The critics taking an interest in Flati's work so far have highlighted elements that are unquestionably indispensable if we are to approach his world suitably equipped. Flati has described himself as "shipwrecked by a freak wave of history", and this metaphorical image of the wave and shipwreck already says a great deal about the artist's deep and agonized longing to form part of an implicit dynamism whereby art can and indeed must take on the character of the turbulence and uncontrollable energy unleashed by a storm at sea. And it is precisely the theme of energy that constantly underpins his work. According to a thesis that the artist wholeheartedly espouses and seeks to assert concretely in his work as a painter, this is a dimension that sweeps through all the arts. Attention has thus been drawn to the presence in his oeuvre as a whole of a propulsive force that seems to spring from the primal origin of things, prompting him to think and formulate a kind of "biogenetic landscape" (as Duccio Trombadori describes it) produced by a sort of inner fire that reminds the artist of the poetic world of Mario Luzi. Rightly and repeatedly echoed and cited in his work, what Sandro Dell'Orco aptly calls this "Hermetic-Orphic" world is one that Flati feels so deeply as to make it the substance of his form of artistic expression.
Luzi also possessed this extraordinary combination of down-to-earth wisdom and striving for the sublime, which gave rise in his case to one of the 20th century's most important poetic experiences.
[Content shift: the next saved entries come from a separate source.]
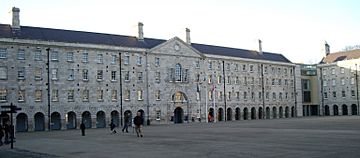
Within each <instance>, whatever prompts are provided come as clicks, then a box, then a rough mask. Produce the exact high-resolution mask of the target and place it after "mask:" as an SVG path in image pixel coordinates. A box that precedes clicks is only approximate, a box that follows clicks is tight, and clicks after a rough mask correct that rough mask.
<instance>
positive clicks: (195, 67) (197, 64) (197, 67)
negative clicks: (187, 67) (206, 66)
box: [195, 60, 200, 68]
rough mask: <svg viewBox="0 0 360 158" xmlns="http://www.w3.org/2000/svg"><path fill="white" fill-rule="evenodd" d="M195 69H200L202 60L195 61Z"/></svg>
mask: <svg viewBox="0 0 360 158" xmlns="http://www.w3.org/2000/svg"><path fill="white" fill-rule="evenodd" d="M195 68H200V60H196V61H195Z"/></svg>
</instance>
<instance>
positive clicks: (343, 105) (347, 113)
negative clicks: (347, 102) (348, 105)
mask: <svg viewBox="0 0 360 158" xmlns="http://www.w3.org/2000/svg"><path fill="white" fill-rule="evenodd" d="M342 111H343V115H349V114H348V110H347V105H345V104H343V105H342Z"/></svg>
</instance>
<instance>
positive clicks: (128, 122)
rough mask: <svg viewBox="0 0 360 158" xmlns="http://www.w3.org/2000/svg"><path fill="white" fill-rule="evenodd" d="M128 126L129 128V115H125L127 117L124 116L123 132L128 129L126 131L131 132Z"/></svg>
mask: <svg viewBox="0 0 360 158" xmlns="http://www.w3.org/2000/svg"><path fill="white" fill-rule="evenodd" d="M128 128H129V116H125V118H124V127H123V129H122V130H121V131H123V132H125V131H126V133H129V131H128Z"/></svg>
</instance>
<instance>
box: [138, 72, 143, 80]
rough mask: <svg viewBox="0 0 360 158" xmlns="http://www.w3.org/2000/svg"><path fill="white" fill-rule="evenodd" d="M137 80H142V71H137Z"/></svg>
mask: <svg viewBox="0 0 360 158" xmlns="http://www.w3.org/2000/svg"><path fill="white" fill-rule="evenodd" d="M138 81H139V82H142V81H143V74H142V72H138Z"/></svg>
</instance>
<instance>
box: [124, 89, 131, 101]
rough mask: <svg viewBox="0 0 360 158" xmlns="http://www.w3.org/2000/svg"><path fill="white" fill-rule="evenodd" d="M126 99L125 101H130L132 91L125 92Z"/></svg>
mask: <svg viewBox="0 0 360 158" xmlns="http://www.w3.org/2000/svg"><path fill="white" fill-rule="evenodd" d="M124 99H125V100H130V90H125V92H124Z"/></svg>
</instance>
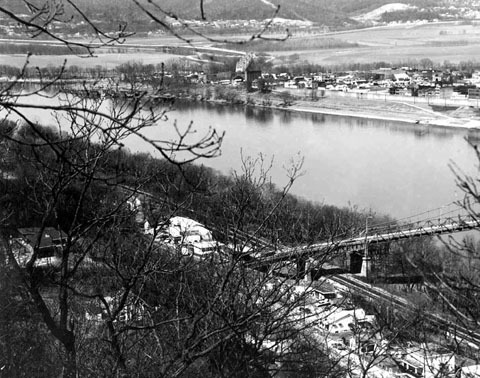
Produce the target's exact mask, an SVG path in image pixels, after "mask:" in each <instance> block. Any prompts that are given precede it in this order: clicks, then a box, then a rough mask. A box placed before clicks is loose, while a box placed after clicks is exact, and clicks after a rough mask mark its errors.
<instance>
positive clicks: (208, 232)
mask: <svg viewBox="0 0 480 378" xmlns="http://www.w3.org/2000/svg"><path fill="white" fill-rule="evenodd" d="M144 232H145V234H149V235H156V237H157V238H160V239H163V241H165V242H166V243H167V244H171V245H179V246H181V251H182V253H183V254H184V255H194V256H205V255H209V254H211V253H214V252H216V251H218V248H219V247H220V246H221V243H218V242H217V241H215V240H214V239H213V236H212V232H211V231H210V230H208V229H207V228H206V227H205V226H204V225H202V224H201V223H199V222H197V221H195V220H193V219H190V218H184V217H173V218H170V219H169V220H168V222H166V223H165V224H164V225H162V226H159V227H157V228H156V229H154V228H153V227H151V226H150V224H149V223H148V221H147V222H145V225H144Z"/></svg>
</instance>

Flati has the soul of a true poet, seeing figuration as a "system" capable of generating lofty thoughts and subtle emotions. Hence his impassioned works with titles designed to guide the viewer to what is essential. The discourse is thus about the world and time, abysses and chasms, residues and destiny, with allusions to the algebraic and quantum-theoretical dimension for a possible interpretation of the universe, as though his painting were intrinsically impelled to anchor itself to certain keywords capable of providing guidance in deciphering the pictorial whole and effectively serving to make this very particular experience something that closely affects and involves each of us. The viewer is then left the greatest freedom of approach within this possible framework of interpretation. Flati's art is like a journey in outer space, where the voyager observes the universe opening up before him with a mixture of concern and excitement, fear and enthusiasm. While he does not and cannot understand it completely, he does realize what the container of all knowledge is actually like, given the possibility of moving from the macrocosm to the microcosm in the same way. There is in actual fact no real difference but rather a continuous and fascinating system of correspondences. Looking at Flati's works is like carrying out manoeuvres to approach or move away from heavenly bodies that appear and disappear, kaleidoscopic shapes that constantly come together and fall apart, prompting us to see or feel fire and water, heavens and immeasurable expanses of space, lights and shadows beyond the immediate surface of things.
In short, Flati is a creator of forms within which we glimpse connections that are deeper and yet clearly perceptible because they arise coherently from a single principle of identification, where age-old wisdom and a futuristic probing of new possibilities meet and meld with no friction and no incomprehension.